Banques, commerces, restaurants, centres commerciaux, boulangeries, centres éducatifs, bars,… Déjà très mal en point depuis des mois, dans un contexte de crise aiguë, commerçants et entrepreneurs sont à bout de souffle depuis que, mercredi dernier, le gouverneur de la Banque du Liban (BDL), Riad Salamé, a décrété la levée immédiate des subventions sur le carburant. Une décision depuis suspendue par un jeu politique assassin qui a précipité le pays dans une nouvelle spirale infernale, dont le paroxysme a été l’explosion d’une citerne de mazout qui a fait au moins 29 morts et des dizaines de blessés ce week-end au Akkar.
« En raison d’un manque de carburant et des coupures d’électricité… » C’est ainsi que débutent, depuis jeudi dernier, les messages diffusés par nombre de commerces et d’entreprises, notamment sur les réseaux sociaux. Ils s’achèvent la plupart du temps sur l’annonce d’une fermeture qui prend de court étudiants, employés ou clients de passage, lesquels, faute de courant chez eux, cherchaient refuge, depuis plusieurs jours déjà, dans les établissements accueillant du public.

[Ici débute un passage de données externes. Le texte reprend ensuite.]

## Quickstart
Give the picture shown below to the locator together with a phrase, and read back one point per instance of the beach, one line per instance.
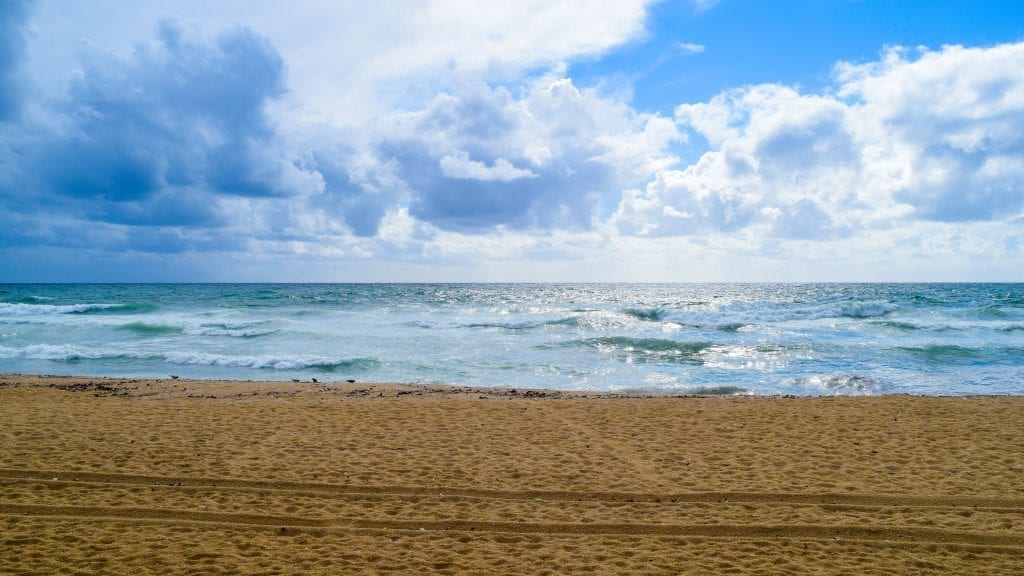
(192, 477)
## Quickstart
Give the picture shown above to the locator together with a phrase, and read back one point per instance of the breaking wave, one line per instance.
(646, 350)
(66, 353)
(322, 364)
(147, 329)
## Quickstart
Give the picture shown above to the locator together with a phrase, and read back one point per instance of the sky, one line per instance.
(429, 140)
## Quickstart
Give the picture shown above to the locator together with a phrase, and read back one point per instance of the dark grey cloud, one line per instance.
(13, 16)
(155, 139)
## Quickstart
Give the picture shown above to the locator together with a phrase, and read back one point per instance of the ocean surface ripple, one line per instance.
(685, 338)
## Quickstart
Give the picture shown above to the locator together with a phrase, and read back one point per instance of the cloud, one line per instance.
(158, 137)
(13, 16)
(691, 48)
(935, 137)
(349, 60)
(483, 158)
(459, 166)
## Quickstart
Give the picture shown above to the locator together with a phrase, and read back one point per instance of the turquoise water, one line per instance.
(722, 338)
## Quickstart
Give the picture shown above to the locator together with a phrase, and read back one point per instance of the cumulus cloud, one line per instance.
(159, 137)
(934, 137)
(691, 48)
(482, 158)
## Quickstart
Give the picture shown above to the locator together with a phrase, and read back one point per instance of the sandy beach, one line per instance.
(173, 477)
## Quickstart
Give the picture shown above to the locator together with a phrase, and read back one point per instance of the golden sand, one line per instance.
(173, 477)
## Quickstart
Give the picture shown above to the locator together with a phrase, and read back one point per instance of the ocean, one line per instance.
(808, 339)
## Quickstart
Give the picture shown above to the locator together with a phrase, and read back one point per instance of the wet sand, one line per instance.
(173, 477)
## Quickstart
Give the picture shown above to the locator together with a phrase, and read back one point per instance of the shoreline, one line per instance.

Les prémices de ce black-out s’étaient manifestées il y a des semaines déjà, après que la pénurie de mazout a forcé nombre de propriétaires de générateurs à éteindre leurs machines, plongeant les Libanais dans le noir.
Officiellement illégaux, les générateurs privés sont pourtant devenus le seul rempart contre un black-out total face à l’inaptitude du fournisseur d’État, Électricité du Liban (EDL), à remplir ses fonctions. Avec un approvisionnement maximum de « 750 mégawatts (MW) », selon une récente déclaration du ministre sortant de l’Énergie, Raymond Ghajar, contre une demande dépassant les 3 000 MW en cette saison estivale, EDL est grosso modo aux abonnés absents depuis plusieurs semaines. Dimanche soir, le fournisseur public a d’ailleurs informé d’un black-out total suite à sa perte de contrôle de certaines stations de transfert (voir par ailleurs).
De plus, l’importation de fuel irakien récemment négociée par les autorités se trouve toujours engluée dans une paperasse administrative devant durer « un mois », selon le ministre, en sus du fait que ce fuel n’est pas exploitable directement en raison de sa teneur élevée en soufre.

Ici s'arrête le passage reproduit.